По вечерам открылись занятия, собиралось до пяти-шести учеников. Ценою непрошеных кульков, напоминавших о подкупе, Анна Петровна совсем лишилась свободного времени. Ни почитать, ни готовиться к занятиям следующего дня – некогда. К довершению ученики оказались тупы, требовали усиленного труда. Зато доносов на нее не было, и Дрозд, имевший частые сношения с городом, каждый месяц исправно привозил ей из управы жалованье. Сам староста, по окончании церковной службы, поздравлял ее с праздником и хвалил.
– Вон Людмила Михайловна редко в церкву ходила, – говорил он, – а вы бога не забываете!
В продолжение целой зимы она прожила в чаду беспрерывной сутолоки, не имея возможности придти в себя, дать себе отчет в своем положении. О будущем она, конечно, не думала: ее будущее составляли те ежемесячные пятнадцать рублей, которые не давали ей погибнуть с голода. Но что такое с нею делается? Предвидела ли она, даже в самые скорбные минуты своего тусклого существования, что ей придется влачить жизнь, которую нельзя было сравнить ни с чем иным, кроме хронического остолбенения?

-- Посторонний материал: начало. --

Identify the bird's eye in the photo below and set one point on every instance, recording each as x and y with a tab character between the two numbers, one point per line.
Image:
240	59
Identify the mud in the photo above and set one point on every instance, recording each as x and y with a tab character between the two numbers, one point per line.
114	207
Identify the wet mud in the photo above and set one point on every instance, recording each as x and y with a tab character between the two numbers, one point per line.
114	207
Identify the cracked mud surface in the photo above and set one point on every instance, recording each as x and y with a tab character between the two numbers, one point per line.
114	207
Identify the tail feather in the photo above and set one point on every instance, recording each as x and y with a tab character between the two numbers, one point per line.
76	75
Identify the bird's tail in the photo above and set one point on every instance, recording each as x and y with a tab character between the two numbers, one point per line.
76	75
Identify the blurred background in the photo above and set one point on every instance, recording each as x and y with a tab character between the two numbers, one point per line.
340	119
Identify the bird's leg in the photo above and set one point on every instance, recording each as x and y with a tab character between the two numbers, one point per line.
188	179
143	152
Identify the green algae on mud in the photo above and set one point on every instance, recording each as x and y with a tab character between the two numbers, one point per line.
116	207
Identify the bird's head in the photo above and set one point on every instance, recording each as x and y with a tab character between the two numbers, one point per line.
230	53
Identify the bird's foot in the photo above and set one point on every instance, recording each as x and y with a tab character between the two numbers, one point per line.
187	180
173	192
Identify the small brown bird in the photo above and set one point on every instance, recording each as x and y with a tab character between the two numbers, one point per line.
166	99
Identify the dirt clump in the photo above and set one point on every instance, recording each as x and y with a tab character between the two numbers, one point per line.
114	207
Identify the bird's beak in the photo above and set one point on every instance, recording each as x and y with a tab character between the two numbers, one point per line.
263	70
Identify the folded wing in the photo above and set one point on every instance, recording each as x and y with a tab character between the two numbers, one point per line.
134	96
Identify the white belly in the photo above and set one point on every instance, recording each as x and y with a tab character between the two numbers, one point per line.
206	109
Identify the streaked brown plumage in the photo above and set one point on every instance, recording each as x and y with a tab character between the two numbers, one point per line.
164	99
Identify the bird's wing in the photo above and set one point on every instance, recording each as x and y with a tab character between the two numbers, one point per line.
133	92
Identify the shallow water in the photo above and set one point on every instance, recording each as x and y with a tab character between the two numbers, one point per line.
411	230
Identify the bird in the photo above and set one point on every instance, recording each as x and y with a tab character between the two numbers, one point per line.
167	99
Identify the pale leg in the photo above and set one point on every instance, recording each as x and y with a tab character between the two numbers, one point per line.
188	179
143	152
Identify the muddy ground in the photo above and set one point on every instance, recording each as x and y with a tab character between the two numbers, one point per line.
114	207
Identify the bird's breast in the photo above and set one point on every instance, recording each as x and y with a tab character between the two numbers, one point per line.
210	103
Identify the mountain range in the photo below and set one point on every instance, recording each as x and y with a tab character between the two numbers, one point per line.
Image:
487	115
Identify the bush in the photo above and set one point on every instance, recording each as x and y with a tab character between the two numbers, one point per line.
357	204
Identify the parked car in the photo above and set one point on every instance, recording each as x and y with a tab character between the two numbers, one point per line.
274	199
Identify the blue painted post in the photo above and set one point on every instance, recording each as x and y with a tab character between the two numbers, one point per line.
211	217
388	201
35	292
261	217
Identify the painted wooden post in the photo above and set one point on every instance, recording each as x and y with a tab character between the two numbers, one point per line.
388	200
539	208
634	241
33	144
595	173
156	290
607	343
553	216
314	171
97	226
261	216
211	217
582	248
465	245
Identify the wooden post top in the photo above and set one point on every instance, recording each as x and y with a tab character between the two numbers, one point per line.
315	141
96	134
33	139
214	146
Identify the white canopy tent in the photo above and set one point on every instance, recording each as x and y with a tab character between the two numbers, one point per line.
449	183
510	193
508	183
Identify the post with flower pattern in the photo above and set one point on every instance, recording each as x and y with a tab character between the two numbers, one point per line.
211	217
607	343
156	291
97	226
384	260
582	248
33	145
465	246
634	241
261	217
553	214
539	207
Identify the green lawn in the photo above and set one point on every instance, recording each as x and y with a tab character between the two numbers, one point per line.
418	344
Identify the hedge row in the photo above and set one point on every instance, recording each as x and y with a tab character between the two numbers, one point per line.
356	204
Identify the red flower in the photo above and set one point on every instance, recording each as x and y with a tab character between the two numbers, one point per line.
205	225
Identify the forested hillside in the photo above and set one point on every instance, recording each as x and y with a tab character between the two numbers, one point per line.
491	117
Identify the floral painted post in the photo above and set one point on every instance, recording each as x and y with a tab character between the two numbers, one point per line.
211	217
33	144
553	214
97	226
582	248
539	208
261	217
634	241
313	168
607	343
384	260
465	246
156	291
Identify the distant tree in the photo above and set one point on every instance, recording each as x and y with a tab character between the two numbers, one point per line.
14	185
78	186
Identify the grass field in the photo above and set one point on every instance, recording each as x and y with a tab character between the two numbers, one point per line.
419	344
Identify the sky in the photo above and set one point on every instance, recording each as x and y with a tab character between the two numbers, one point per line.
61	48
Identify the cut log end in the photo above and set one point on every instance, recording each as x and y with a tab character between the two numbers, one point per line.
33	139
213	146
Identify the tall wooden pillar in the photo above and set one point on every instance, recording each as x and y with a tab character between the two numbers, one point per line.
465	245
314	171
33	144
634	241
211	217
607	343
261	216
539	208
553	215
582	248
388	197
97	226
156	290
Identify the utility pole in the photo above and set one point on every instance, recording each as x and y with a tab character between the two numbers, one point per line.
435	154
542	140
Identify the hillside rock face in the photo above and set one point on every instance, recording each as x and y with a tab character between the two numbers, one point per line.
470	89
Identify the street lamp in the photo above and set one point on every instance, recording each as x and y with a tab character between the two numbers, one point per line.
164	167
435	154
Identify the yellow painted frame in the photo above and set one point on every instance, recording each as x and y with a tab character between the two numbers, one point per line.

Она была сирота, даже не знала, кто были ее родители. Младенцем ее подкинули, и сострадательная хозяйка квартиры, у дверей которой она очутилась в корзинке, сначала поместила ее в воспитательный дом, потом в приют и, наконец, в училище, где она и получила диплом на звание сельской учительницы. Затем сострадательная душа сочла свой долг выполненным и отпустила ее на все четыре стороны, снабдив несколькими платьями и давши на дорогу небольшую сумму денег. После этого Губина очутилась в селе. Надолго ли? – она даже не задавала себе этого вопроса. Она понимала только, что отныне предоставлена самой себе, своим силам, и что, в случае какой-нибудь невзгоды, она должна будет вынести ее на собственных плечах. Обратиться к кому-нибудь за поддержкой она не имела основания; товарки у нее были такие же горькие, как и она сама. Все они рассеялись по лицу земли, все находились в тех же материальных и нравственных условиях, все бились из-за куска хлеба. Она была более нежели одинока. И одинокий человек может устроиться так, чтобы за него «заступились», может оградить себя от случайностей, а до нее решительно никому дела не было. Даже никакому благотворительному учреждению она не была подведома, так что над всею ее судьбою исключительно господствовала случайность, да и та могла оказывать действие только в неблагоприятном для нее смысле.
Она никогда не думала о том, красива она или нет. В действительности, она не могла назваться красивою, но молодость и свежесть восполняли то, чего не давали черты лица. Сам волостной писарь заглядывался на нее; но так как он был женат, то открыто объявлять о своем пламени не решался и от времени до времени присылал стихи, в которых довольно недвусмысленно излагал свои вожделения. Дрозд тоже однажды мимоходом намекнул:
– Ах, барышня, барышня! озолотил бы я вас, кабы…
Женщина еще едва просыпалась в ней. Она не понимала ни стихов, ни намеков, ни того, что за ними кроется злое женское горе. Ее поражали только глупость и бесцеремонность, но она сознавала себя настолько беззащитною, что мысль о жалобе даже не приходила ей в голову. Все знали, что ее можно «раздавить», и, следовательно, если б она даже просила о защите – хоть бы члена училищного совета, изредка навещавшего школу, – ей бы ответили: «С какими вы все глупостями лезете – какое нам дело!» Оставалось терпеть и крепко держаться за тот кусок, который послала ей судьба. Потому что, если б ее даже выслушали и перевели на другое место, то и там повторилось бы то же самое, пожалуй, даже с прибавкою какой-нибудь злой сплетни, которая, в подобных случаях непременно предшествует перемещению.